ECB Statistical Data Warehouse
The European central bank provides a lot of public data in their Statistical Data Warehouse. In this notebook we will show how to access data and metadata from Python.
import matplotlib.pyplot as plt
import pandas as pd
import seaborn as sns
import quandl
from pandasdmx import Request
plt.rcParams['figure.figsize'] = 14, 6
sns.set()
Get resource metadata¶
ECB provides multiple resources in the Statistical Data Warehouse. For any resource acronym we can find the associated full name.
ecb = Request('ECB')
def get_resource_name(this_resource_id):
exr_flow = ecb.dataflow()
resource_types = exr_flow.write().dataflow
this_resource_name = exr_flow.write().dataflow.loc[this_resource_id, 'name']
return this_resource_name
this_resource_id = 'IRS'
get_resource_name(this_resource_id)
In order to translate these acronyms into names we can query the ECB warehouse to get a list of all related metadata dimensions:
def get_resource_metadata_decodes(this_resource_id):
this_resource_decodes = ecb.dataflow(this_resource_id).write().codelist
return this_resource_decodes
decodes_df = get_resource_metadata_decodes(this_resource_id)
decodes_df.head(2)
decodes_df.shape
Download data¶
Download data with metadata as pandas
:
def get_ecb_long_term_yields(resource_id, ts_key, params=None):
"""
Download data from ECB
"""
ecb = Request('ECB')
if params is None:
data_response = ecb.data(resource_id = resource_id,
key={'REF_AREA': ts_key,
'IR_TYPE': 'L'})
else:
data_response = ecb.data(resource_id = resource_id,
key={'REF_AREA': ts_key,
'IR_TYPE': 'L'},
params=params
)
raw_data = data_response.data
series_tuple = (s for s in raw_data.series)

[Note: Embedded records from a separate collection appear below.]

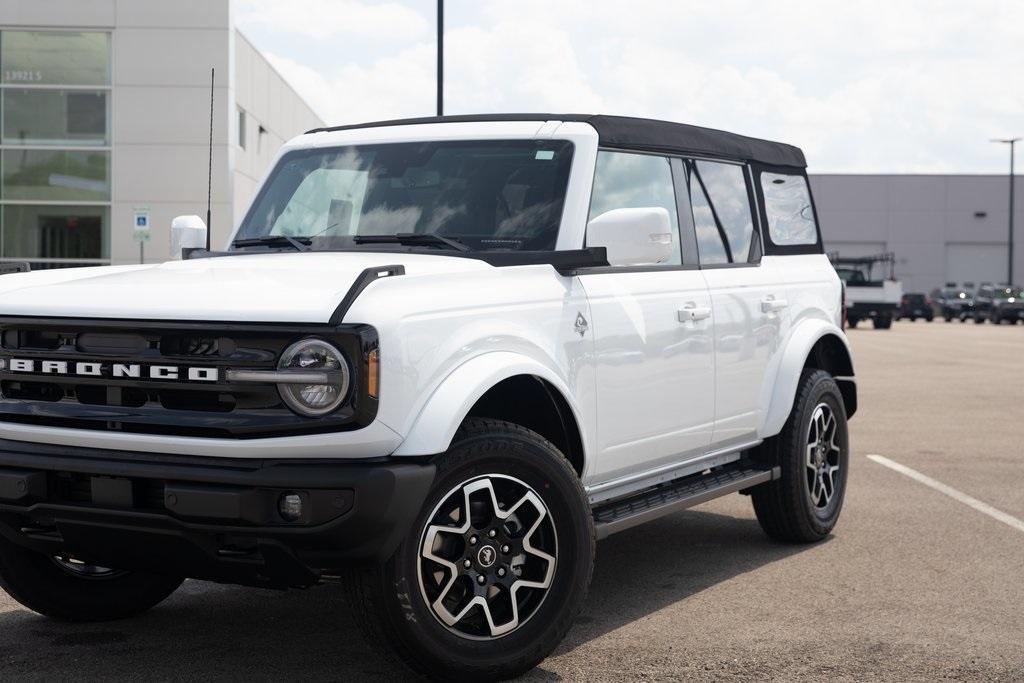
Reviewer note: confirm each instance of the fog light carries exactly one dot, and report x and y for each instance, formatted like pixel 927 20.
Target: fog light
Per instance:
pixel 290 507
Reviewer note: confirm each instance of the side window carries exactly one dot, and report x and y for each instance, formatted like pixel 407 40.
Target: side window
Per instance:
pixel 787 206
pixel 725 185
pixel 626 180
pixel 711 240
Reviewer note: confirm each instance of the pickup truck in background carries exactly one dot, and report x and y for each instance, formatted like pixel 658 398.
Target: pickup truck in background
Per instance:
pixel 871 289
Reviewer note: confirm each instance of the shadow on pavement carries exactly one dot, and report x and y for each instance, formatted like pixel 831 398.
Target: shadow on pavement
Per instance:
pixel 220 632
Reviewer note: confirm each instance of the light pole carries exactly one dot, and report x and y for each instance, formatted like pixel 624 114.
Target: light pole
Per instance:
pixel 440 57
pixel 1010 239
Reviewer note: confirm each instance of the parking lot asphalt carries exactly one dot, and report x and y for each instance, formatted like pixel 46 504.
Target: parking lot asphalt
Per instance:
pixel 913 584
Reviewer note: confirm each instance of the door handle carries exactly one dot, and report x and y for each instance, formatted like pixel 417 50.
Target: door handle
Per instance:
pixel 772 305
pixel 691 311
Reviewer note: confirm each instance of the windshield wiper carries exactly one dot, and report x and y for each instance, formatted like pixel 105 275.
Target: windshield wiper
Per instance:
pixel 412 240
pixel 300 244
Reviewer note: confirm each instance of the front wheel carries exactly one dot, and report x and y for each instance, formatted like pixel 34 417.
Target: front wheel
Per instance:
pixel 66 589
pixel 812 451
pixel 495 569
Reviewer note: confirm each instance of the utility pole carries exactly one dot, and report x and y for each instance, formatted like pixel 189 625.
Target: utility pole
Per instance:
pixel 1010 239
pixel 440 57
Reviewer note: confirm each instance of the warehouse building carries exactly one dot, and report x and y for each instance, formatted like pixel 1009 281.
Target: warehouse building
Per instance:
pixel 104 118
pixel 104 113
pixel 940 227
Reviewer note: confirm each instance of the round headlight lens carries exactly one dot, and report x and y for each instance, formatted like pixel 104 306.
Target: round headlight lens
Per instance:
pixel 313 355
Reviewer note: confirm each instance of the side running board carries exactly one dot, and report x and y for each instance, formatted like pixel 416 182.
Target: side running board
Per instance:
pixel 679 495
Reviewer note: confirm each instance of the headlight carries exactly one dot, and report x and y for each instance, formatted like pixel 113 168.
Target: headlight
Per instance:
pixel 320 377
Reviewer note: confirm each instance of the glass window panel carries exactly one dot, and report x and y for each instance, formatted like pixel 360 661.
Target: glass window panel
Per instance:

data = data_response.write(series_tuple)
return data
# define list of countries
list_of_areas_no_euro = ['BG', 'CZ', 'DK', 'GB', 'HR', 'HU', 'PL', 'RO', 'SE']
# download data
data_df = get_ecb_long_term_yields('IRS', list_of_areas_no_euro, params={'startPeriod': '2016'})
data_df.head(3)
Interpret metadata¶
For all data there exist multiple dimensions of metadata, called concepts
. We can extract the acronyms of all dimensions from the data columns:
def get_concept_list_from_data(data_df):
return list(data_df.columns.names)
list_of_data_concepts = get_concept_list_from_data(data_df)
list_of_data_concepts
So we can come up with a function that maps the dimension acronyms to meaningful names:
def get_concept_decodes(decodes_df, concepts):
concepts_labels = decodes_df.loc[(concepts, concepts), ['name']]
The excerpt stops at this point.